If we're going to amend the Constitution, lets amend that lifetime appointment to Federal benches. Let's give U S Supreme Court judges five years or so on the bench by appointment by Congress, and then force them all to be elected to continue. The same with other Federal judges in various jurisdictions.

Others might put a limit on service, forcing retirement after so many years. That's not my agenda, but I wouldn't hate it if a majority likes it. In any event, something must be done.

posted by Mark Butterworth | 11:56 PM |


The EU is imposing fines on us for violating WTO agreements on tax subsidies for exporting companies. Okay, I think most trade should be free. Go ahead and change our tax code to comply, Mr. President, but after you do that, go ahead and submit a bill to the EU for the cost of their defense and our involvement in NATO.

If we're going to be real about economics, then let's be real about what it costs us to keep them free.

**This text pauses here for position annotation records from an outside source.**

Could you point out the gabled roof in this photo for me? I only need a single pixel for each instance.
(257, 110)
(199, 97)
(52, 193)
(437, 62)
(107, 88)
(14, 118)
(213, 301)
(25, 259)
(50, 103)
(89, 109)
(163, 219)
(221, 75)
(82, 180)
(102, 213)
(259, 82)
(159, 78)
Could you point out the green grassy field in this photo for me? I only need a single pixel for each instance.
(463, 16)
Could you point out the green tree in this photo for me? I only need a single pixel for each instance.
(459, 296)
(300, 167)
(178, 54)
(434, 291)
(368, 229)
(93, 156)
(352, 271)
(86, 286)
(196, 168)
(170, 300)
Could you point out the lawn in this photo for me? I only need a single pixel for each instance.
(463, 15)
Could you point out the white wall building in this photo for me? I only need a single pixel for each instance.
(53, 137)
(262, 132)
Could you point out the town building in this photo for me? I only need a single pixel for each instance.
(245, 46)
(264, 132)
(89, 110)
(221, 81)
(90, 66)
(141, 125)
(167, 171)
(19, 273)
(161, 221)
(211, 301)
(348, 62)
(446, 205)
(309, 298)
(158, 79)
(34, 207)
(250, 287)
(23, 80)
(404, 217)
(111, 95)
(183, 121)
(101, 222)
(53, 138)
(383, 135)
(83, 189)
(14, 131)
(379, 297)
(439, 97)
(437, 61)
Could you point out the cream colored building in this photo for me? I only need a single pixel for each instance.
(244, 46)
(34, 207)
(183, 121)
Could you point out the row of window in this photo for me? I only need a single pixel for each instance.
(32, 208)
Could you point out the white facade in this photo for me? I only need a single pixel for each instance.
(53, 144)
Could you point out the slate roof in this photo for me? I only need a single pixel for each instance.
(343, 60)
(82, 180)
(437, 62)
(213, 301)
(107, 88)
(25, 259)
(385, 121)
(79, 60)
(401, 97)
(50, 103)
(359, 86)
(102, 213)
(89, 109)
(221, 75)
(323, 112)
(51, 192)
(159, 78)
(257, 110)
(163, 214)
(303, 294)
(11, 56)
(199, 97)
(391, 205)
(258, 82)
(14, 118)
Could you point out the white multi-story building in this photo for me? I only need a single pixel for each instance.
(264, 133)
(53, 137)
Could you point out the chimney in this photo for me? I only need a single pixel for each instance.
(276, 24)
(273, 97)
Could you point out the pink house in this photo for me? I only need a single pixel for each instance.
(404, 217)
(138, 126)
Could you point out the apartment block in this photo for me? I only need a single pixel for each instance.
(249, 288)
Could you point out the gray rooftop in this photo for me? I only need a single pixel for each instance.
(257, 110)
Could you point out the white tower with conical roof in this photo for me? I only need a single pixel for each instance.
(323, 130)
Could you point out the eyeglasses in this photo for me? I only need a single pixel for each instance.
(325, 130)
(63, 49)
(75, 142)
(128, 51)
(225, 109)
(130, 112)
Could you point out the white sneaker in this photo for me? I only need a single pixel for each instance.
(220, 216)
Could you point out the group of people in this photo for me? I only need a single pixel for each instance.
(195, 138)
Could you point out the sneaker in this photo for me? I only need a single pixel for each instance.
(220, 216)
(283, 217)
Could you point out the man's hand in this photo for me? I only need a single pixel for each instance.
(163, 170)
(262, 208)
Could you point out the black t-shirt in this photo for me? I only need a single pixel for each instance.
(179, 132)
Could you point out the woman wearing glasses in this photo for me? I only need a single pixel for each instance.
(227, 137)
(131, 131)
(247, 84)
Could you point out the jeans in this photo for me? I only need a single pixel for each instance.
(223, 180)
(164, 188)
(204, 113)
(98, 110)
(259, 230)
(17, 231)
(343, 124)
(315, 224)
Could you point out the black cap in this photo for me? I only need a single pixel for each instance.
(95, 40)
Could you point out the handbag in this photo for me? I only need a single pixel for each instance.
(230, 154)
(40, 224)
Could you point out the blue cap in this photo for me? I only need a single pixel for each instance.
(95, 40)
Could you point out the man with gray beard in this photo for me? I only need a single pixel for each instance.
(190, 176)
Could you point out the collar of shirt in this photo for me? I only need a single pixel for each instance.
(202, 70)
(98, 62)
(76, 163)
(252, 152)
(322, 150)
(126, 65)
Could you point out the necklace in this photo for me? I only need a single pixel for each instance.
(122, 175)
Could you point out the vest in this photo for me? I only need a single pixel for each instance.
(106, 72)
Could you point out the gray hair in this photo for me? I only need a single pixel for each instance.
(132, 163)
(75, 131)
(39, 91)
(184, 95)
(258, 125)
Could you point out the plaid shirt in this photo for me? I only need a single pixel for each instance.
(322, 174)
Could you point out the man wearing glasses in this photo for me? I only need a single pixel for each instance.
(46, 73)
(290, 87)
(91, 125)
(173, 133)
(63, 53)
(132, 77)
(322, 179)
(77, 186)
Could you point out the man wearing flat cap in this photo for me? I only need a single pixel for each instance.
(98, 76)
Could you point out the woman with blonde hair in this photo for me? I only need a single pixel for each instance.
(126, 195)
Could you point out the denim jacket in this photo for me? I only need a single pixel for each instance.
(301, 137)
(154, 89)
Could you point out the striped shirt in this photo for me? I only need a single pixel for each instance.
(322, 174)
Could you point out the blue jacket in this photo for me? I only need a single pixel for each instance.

posted by Mark Butterworth | 11:26 PM |


Christians and moralists have been hearing for decades how they don't have the right to impose their "values" on others.

Yet, what exactly are the leftists, the judges, the renegade mayors, and homosexuals doing except that?

Well, but we knew that it wasn't we who were so "judgmental", didn't we?

I'm always amazed at how clearly the psychological principle of projection works while those most guilty of it are also the least aware of it, or mmost insistent of immunity from it.

posted by Mark Butterworth | 10:54 PM |

Just a Business

Catholic Charities in California has been declared an outlaw by not offering contraception and abortion coverage in its health plans. The State Supreme Court ruled that CC broke the state law by not doing so.

"The Supreme Court ruled that the charity is not a religious employer because it offers such secular services as counseling, low-income housing and immigration services to the public without directly preaching about Catholic values.

The court also noted that the charity employs workers of differing religions. "

Well, I have privately held the opinion for some time that Catholic Charities and other Catholic charity groups have been doing a disservice to people by not being evangelical in their outreach and charity work. It has finally caught up to them in this terrible legal judgment.

They can't actually prove that they are religious organizations by their mission or practice.

Don't get me wrong, the law is horribly unjust and tyrannical. It is an attempt to thwart the Catholic teachings and free exercise of religion, but Catholic Charities has become so liberal and wishy washy that you can hardly blame secularists for not finding any religion in it.